The Bethune–Cookman Wildcats men's basketball team represents Bethune–Cookman University in the sport of basketball. The Wildcats compete in the NCAA Division I and the Southwestern Athletic Conference (SWAC). They play their home games in Moore Gymnasium on campus in Daytona Beach, Florida. They are coached by former NBA player and Sacramento Kings coach Reggie Theus. The team has been playing since 1930, having joined Division I along with the rest of the conference in 1980.

The Wildcats are one of 35 eligible Division I programs to have never appeared in the NCAA Division I men's basketball tournament.

Team History

Pre-Division I (1930–1979) 
For the first 50 years of their program, the Bethune–Cookman Wildcats men's basketball team competed in the NCAA Division II. Through this era, they had 8 different coaches. The most notable coach from this era was former Bethune-Cookman and Pittsburgh Steelers player Jack "Cy" McClairen. Some accomplishments during this era include qualifying for the NIBT tournament twice, the NAIA tournament once, and the NCAA Division II tournament three times. All of these post-season runs ended in defeat for Bethune-Cookman.

Division I Era (1980–Present Day) 
After competing in NCAA Division II for 50 years, the team was invited to play in the NCAA Division I. In 2021, Bethune-Cookman accepted an invitation to join the Southwestern Athletic Conference (SWAC). Originally, the team played in the Mid-Eastern Athletic Conference (MEAC). During this time, the only tournament the Wildcats have made is the NIT tournament.

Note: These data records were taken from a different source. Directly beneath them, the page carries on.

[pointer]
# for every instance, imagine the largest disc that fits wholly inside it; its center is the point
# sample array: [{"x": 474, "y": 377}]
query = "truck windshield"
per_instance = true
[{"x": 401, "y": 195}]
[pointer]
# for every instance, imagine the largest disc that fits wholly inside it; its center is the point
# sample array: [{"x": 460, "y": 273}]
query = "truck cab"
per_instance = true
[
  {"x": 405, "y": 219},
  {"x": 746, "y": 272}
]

Though they now play in the NCAA Division I, they have never made a tournament appearance.

Results by season in Division I (1980–2021)

Postseason results

NCAA Division II tournament results
The Wildcats have appeared in the NCAA Division II Tournament three times. Their combined record is 0–6.

NAIA tournament results
The Wildcats have appeared in the NAIA Tournament one time. Their record is 0–1.

NIT results
The Wildcats have appeared in one National Invitation Tournament (NIT). Their record is 0–1.

Notable players

 Kevin Bradshaw, NCAA basketball record-holder for points in a single game, player in the Israeli Basketball Premier League
 John Chaney, 41st Winningest Men's Basketball Coach 
 Cy McClairen, Former Player, Bethune-Cookman's Winningest Head Coach, and Athletic Director.
Carl Fuller, Drafted into the ABA in the 7th round by the St. Louis Hawks.
Johnny Allen, Drafted into the ABA in the 4th round by the San Diego Rockets.
Sam Barber, Drafted into the ABA in the 16th round by the Boston Celtics.